Sobre a quantidade de afinidades entre esses dois intelectuais, Ana Cecília e Zsuzsanna responderam por e-mail as seguintes questões.

Paulo Rónai foi um dos poucos críticos que observaram ser Guimarães Rosa um raro exemplo de escritor a saber explorar toda a potencialidade da língua portuguesa?

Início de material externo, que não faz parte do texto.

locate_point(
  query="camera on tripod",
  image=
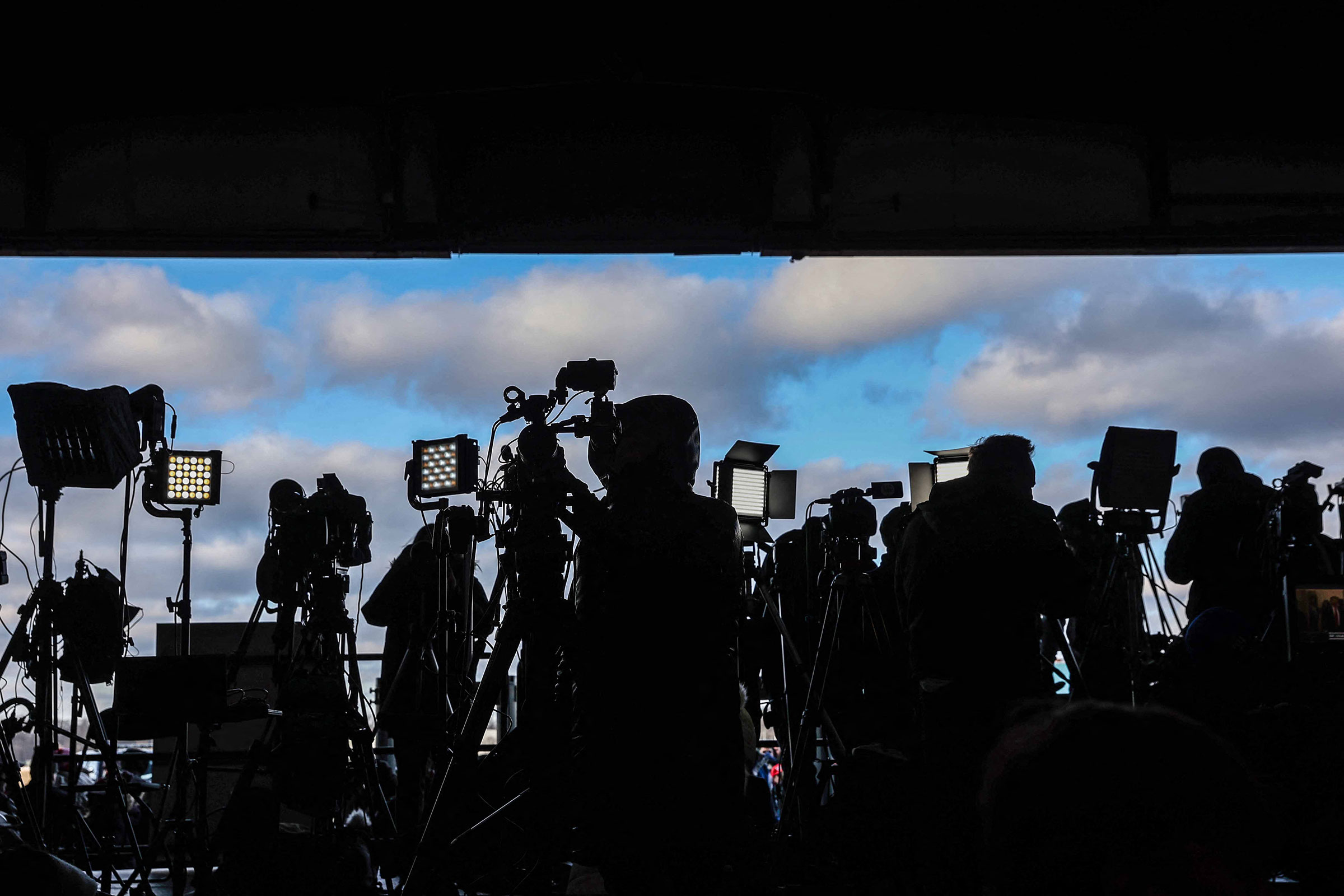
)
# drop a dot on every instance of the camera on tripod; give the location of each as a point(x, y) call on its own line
point(330, 524)
point(852, 520)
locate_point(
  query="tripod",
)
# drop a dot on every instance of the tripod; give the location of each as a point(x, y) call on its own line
point(1120, 606)
point(533, 570)
point(39, 654)
point(190, 836)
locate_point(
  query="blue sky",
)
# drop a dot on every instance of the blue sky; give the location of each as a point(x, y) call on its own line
point(852, 366)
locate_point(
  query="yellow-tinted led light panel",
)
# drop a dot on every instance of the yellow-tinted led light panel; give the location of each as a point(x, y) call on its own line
point(187, 477)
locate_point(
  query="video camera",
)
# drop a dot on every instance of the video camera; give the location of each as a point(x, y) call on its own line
point(536, 444)
point(328, 526)
point(854, 519)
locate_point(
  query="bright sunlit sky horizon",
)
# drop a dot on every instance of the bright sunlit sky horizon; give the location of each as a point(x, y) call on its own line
point(852, 366)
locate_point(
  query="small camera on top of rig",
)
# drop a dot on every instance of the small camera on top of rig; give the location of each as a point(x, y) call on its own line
point(852, 516)
point(328, 526)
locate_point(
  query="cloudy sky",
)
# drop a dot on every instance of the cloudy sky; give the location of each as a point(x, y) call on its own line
point(852, 366)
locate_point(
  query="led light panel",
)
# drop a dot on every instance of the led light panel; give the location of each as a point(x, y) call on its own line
point(743, 487)
point(951, 469)
point(444, 466)
point(187, 477)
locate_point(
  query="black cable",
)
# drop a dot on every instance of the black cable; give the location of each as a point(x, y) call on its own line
point(37, 562)
point(4, 504)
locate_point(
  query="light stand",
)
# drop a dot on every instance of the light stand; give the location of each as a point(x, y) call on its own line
point(1132, 477)
point(189, 833)
point(69, 438)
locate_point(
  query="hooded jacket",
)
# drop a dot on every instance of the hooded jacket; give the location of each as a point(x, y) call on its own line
point(1218, 547)
point(657, 589)
point(976, 568)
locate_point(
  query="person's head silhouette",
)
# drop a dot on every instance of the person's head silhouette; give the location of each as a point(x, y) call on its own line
point(1218, 465)
point(1005, 463)
point(659, 446)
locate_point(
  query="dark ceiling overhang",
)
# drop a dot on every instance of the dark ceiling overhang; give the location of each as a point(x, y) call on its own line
point(662, 156)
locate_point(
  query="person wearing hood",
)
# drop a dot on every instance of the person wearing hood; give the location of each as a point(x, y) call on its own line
point(979, 564)
point(1215, 547)
point(657, 590)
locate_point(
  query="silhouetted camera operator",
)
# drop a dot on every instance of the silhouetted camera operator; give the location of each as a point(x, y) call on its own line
point(1217, 546)
point(979, 564)
point(656, 593)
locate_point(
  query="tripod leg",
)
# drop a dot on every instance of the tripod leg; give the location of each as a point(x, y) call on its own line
point(100, 736)
point(463, 762)
point(365, 749)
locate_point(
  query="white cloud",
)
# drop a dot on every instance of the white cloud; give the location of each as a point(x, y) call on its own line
point(830, 305)
point(129, 324)
point(1234, 365)
point(667, 334)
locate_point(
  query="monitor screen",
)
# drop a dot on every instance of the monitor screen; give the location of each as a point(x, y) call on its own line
point(1319, 613)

Na verdade, a exploração linguística de Rosa se estendeu bem além da língua portuguesa e talvez esta seja a raridade que Rónai reconheceu de pronto. Como o crítico enfatiza em vários textos seus, Rosa explorou exemplarmente as potencialidades da língua portuguesa, sem dúvida. Mas o grande diferencial desta exploração é ter ele aplicado a mesma técnica exploratória a outras tantas línguas que dominava amplamente e/ou conhecia rudimentos. Veja, por exemplo, como Rónai descreve as peripécias linguísticas de Rosa: “Nós o vemos constantemente às voltas com a língua, cujas limitações e imprecisões ele vivencia melhor que ninguém; ele busca multiplicar seus recursos, ora se inspirando em procedimentos de outras línguas (ele conhece muitas a fundo), ora bebendo da fonte latina raízes até o momento não exploradas em português, ora desmontando expressões fixas ou até mesmo palavras compostas, recorrendo ao léxico indígena ou simplesmente criando palavras inteiramente novas. Ávido por atribuir à língua o máximo de fluidez e plasticidade, ele a renova com todos os meios, sem preocupações com a estilística nem com as regras gramaticais tradicionais.”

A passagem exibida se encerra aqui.